開場前の19時頃には既に “ECMからデビュー”という偉業を成し遂げた日本人を一目見ようという観客の列が新宿Pit Innの前に出来ており、早くも注目度の高さが伺えた。そして開場後には、用意された観客席はすぐさま埋まり、「一体どのような演奏がこれから始まるのだろう」といったような期待感が会場中に広がる。
定刻から5分遅れてShinya Fukumori Trioがステージに登場すると、沈黙のなかに滑らかな福盛のシンバルが響き、「サイレント・カオス」、「星めぐりの歌」が続いて演奏された。アルバムのテイクと同様に叙情的でありつつも、ライブならではのインタープレイが楽しめるパフォーマンスが繰り広げられる。滝 廉太郎作曲の「荒城の月」が組み込まれた大曲「ザ・ライト・スイート」の演奏後に「映画を観てるようにリラックスしながら聴いてください」と福盛が語ったように、ファースト・セットは計6曲がひとつのストーリーであるかのように演奏され、リズム・キープという一般的なドラマーの役割を担うのではなく、楽曲の世界観を演出することに重きを置いた福盛のドラミングが際立つステージであった。
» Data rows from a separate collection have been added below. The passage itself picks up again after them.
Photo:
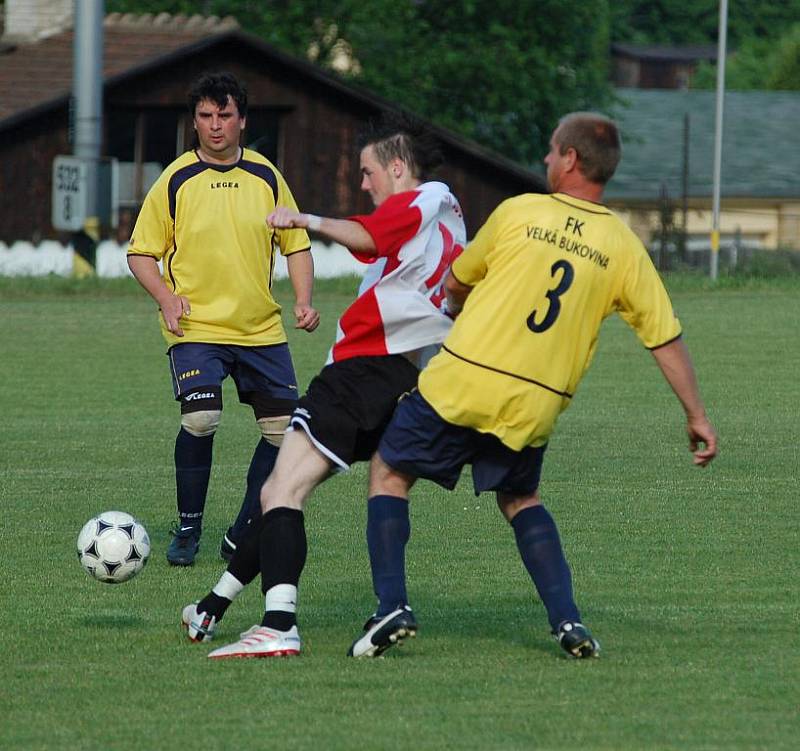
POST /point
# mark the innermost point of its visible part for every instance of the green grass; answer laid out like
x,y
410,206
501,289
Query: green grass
x,y
688,577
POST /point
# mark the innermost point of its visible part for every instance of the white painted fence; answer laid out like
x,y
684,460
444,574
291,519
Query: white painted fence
x,y
51,257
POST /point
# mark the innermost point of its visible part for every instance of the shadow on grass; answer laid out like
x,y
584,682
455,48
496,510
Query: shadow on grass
x,y
113,621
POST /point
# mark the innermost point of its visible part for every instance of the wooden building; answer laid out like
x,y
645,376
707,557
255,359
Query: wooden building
x,y
303,118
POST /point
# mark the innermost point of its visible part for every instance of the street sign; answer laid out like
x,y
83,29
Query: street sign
x,y
70,192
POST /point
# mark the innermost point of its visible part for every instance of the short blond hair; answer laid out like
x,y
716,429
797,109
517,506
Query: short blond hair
x,y
596,141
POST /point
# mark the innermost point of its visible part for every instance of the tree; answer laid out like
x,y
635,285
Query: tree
x,y
758,64
678,22
498,71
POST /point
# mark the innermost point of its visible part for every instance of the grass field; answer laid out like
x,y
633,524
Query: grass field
x,y
688,577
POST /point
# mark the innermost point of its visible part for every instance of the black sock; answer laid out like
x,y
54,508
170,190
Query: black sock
x,y
192,471
283,553
388,530
246,562
540,547
260,466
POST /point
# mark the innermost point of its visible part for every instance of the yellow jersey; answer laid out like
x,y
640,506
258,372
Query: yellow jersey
x,y
207,224
546,271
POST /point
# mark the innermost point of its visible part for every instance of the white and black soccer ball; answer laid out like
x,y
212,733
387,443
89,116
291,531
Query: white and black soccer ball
x,y
113,547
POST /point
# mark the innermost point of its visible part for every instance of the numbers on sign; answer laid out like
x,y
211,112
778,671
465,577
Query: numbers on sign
x,y
68,179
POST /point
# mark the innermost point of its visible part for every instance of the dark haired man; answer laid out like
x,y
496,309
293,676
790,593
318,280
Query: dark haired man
x,y
535,284
204,220
409,241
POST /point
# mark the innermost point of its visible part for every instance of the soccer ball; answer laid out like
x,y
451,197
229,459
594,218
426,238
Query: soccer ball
x,y
113,547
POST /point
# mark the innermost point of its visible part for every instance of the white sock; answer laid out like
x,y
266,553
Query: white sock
x,y
281,597
228,586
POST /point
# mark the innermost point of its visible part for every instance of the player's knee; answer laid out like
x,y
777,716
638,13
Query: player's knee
x,y
202,423
273,429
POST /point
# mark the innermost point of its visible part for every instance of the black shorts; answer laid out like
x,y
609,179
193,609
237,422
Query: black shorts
x,y
421,444
349,404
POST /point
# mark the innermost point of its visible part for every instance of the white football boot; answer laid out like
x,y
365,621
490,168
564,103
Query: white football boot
x,y
382,633
260,641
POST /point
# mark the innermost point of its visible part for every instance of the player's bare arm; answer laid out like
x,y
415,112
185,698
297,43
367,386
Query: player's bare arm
x,y
173,307
301,275
676,365
456,294
343,231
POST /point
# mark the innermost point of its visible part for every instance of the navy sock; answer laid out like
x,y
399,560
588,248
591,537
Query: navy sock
x,y
540,547
283,550
192,471
260,466
388,530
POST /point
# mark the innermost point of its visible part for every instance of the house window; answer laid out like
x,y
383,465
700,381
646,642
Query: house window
x,y
262,133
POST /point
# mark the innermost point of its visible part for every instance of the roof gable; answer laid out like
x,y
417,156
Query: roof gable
x,y
37,77
760,153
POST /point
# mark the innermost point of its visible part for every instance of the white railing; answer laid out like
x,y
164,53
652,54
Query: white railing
x,y
51,257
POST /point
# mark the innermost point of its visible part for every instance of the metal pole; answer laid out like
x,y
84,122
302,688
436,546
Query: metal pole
x,y
87,88
721,46
685,191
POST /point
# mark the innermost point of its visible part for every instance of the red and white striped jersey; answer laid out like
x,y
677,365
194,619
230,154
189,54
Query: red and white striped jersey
x,y
418,234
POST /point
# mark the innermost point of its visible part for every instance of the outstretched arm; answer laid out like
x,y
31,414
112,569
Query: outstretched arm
x,y
301,274
344,231
676,365
173,307
456,294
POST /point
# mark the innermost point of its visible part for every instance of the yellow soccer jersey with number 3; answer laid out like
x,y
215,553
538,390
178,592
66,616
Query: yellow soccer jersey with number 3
x,y
207,223
546,271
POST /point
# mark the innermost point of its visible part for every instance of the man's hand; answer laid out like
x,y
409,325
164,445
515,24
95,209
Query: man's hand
x,y
701,432
285,218
307,317
173,308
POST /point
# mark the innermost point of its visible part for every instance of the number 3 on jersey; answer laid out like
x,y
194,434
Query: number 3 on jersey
x,y
553,296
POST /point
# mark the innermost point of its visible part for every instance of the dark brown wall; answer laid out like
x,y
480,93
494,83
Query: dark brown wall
x,y
317,155
26,165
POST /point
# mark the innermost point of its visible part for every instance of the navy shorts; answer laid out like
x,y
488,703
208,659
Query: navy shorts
x,y
349,404
419,443
264,376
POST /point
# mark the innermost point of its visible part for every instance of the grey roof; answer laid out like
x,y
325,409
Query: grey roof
x,y
760,144
679,53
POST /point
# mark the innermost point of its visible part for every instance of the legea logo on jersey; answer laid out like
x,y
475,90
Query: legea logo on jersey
x,y
197,395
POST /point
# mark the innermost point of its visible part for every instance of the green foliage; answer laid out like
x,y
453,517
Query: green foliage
x,y
679,22
688,577
760,63
497,71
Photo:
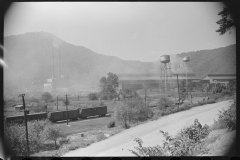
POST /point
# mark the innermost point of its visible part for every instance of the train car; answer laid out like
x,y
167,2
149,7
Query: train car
x,y
37,116
101,111
15,119
84,113
62,115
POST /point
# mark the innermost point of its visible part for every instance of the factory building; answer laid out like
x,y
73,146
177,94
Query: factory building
x,y
219,78
152,81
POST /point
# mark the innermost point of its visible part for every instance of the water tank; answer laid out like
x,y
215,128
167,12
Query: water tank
x,y
165,59
186,59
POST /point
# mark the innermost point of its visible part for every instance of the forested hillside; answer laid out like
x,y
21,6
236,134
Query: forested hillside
x,y
29,58
214,61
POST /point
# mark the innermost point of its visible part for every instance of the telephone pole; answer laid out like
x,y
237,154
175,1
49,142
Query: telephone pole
x,y
25,120
67,109
178,93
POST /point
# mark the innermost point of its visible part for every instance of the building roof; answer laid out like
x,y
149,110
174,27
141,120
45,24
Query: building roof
x,y
220,75
152,75
18,106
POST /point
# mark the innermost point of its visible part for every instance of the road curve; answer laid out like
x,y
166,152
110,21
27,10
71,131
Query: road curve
x,y
118,145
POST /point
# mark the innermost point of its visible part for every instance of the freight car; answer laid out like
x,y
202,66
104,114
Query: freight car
x,y
60,115
87,112
20,119
63,115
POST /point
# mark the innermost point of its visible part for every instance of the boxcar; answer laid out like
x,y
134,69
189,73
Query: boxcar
x,y
102,111
84,113
15,119
62,115
37,116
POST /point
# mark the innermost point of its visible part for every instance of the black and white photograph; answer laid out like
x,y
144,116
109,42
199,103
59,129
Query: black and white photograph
x,y
119,79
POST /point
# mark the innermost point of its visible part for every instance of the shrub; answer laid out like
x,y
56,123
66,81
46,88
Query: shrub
x,y
39,107
46,97
111,124
101,104
122,115
53,133
92,96
64,141
183,144
15,137
164,103
228,117
158,114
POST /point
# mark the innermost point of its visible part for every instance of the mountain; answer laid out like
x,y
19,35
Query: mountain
x,y
29,58
214,61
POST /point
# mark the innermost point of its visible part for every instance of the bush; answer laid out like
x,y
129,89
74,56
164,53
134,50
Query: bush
x,y
53,133
164,103
92,96
46,97
101,104
158,114
100,137
39,107
111,124
64,141
183,144
228,117
15,137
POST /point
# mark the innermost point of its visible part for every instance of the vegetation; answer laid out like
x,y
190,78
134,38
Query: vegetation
x,y
227,118
164,103
133,110
15,137
46,97
109,86
53,133
92,96
183,144
111,124
226,22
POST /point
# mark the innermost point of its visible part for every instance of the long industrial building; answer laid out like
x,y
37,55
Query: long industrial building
x,y
152,81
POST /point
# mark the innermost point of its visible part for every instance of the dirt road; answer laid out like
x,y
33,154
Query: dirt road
x,y
119,144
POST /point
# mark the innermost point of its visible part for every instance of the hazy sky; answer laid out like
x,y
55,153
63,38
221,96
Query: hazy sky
x,y
129,30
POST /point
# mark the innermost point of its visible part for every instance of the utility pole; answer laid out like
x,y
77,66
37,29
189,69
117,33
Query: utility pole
x,y
178,93
67,109
145,93
25,120
57,103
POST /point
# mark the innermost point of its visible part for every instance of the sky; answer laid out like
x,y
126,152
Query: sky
x,y
141,31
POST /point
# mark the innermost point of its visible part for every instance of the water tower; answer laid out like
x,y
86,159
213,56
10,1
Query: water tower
x,y
186,59
165,59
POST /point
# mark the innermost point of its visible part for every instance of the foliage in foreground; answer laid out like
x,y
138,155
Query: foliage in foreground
x,y
38,133
183,144
227,118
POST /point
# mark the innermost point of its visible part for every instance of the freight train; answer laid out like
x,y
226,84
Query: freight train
x,y
60,115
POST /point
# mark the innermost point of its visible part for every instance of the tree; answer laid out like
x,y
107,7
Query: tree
x,y
227,22
92,96
109,85
66,102
46,97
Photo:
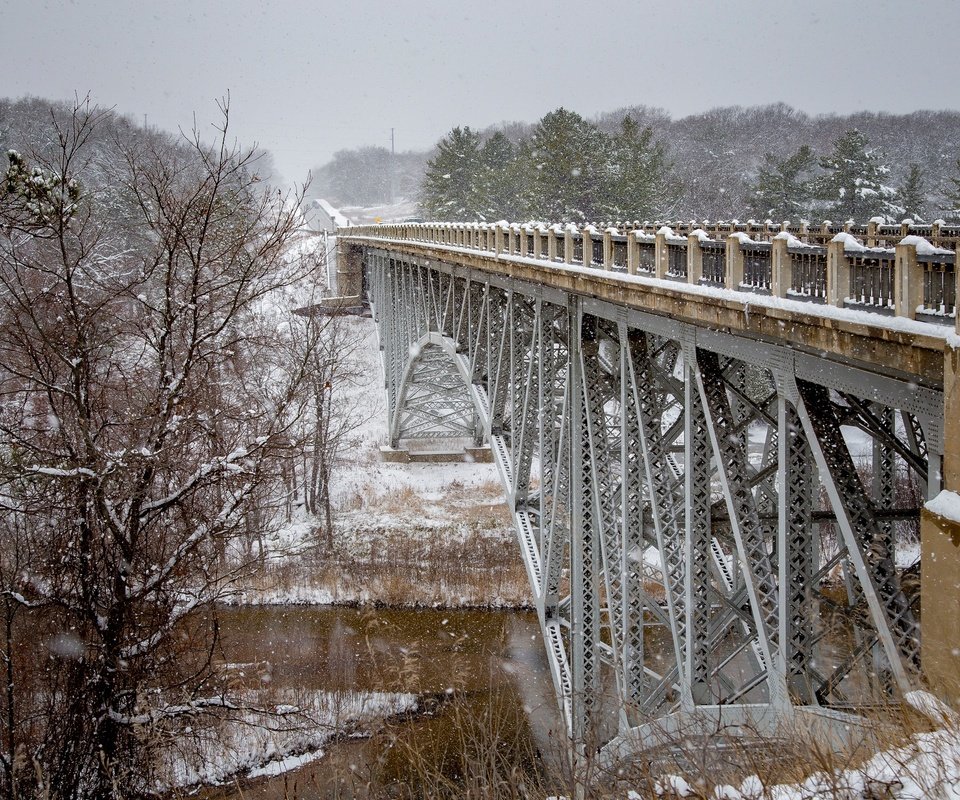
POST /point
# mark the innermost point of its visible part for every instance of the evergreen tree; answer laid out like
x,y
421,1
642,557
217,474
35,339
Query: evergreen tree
x,y
912,195
449,191
783,188
567,170
852,187
498,186
639,181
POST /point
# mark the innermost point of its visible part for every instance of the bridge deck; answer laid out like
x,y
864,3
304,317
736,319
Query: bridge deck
x,y
887,344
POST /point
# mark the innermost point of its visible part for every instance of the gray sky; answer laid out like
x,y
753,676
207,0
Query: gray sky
x,y
309,78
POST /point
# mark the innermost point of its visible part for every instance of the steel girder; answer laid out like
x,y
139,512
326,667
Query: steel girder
x,y
709,524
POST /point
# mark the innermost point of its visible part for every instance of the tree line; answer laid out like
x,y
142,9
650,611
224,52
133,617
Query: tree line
x,y
569,170
720,164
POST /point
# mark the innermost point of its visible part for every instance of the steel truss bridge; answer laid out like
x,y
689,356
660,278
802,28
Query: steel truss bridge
x,y
709,491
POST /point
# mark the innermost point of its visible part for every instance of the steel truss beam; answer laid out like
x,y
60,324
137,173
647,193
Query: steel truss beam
x,y
708,523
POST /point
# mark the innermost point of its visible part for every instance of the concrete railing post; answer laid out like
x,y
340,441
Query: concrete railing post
x,y
838,274
734,274
633,252
694,259
587,249
552,243
907,282
661,255
781,264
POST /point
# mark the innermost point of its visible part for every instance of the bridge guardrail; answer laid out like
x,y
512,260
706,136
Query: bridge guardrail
x,y
889,269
休憩をはさんで始まったセカンド・セットでは、アルバム・タイトル曲「フォー・トゥー・アキズ」のように決まったテンポで演奏されない所謂ルバートの楽曲がありつつ、ファースト・セットにはなかったビートが刻まれる楽曲も披露され、福盛のドラマーとしての資質の高さが伺えた。またセカンド・セットでは、「愛燦燦」や「満月の夕」といった日本の名曲におけるウォルター・ラング(p)とマテュー・ボルデナーヴ(ts)のどこか懐かしさを感じるメロディが際立った演奏が印象的であった。
マテューの叙情的なテナー・サックスの音と、楽曲の導き手とも言えるようなウォルターのピアノが、繊細でオリジナリティ溢れる福盛のドラミングと絡み合い、三者が有機的に関係するようなパフォーマンスであったこの日のShinya Fukumori Trioの演奏には、これからのECMを代表するアーティストの風格すら漂っており、今後の更なる活躍が大いに期待させられる。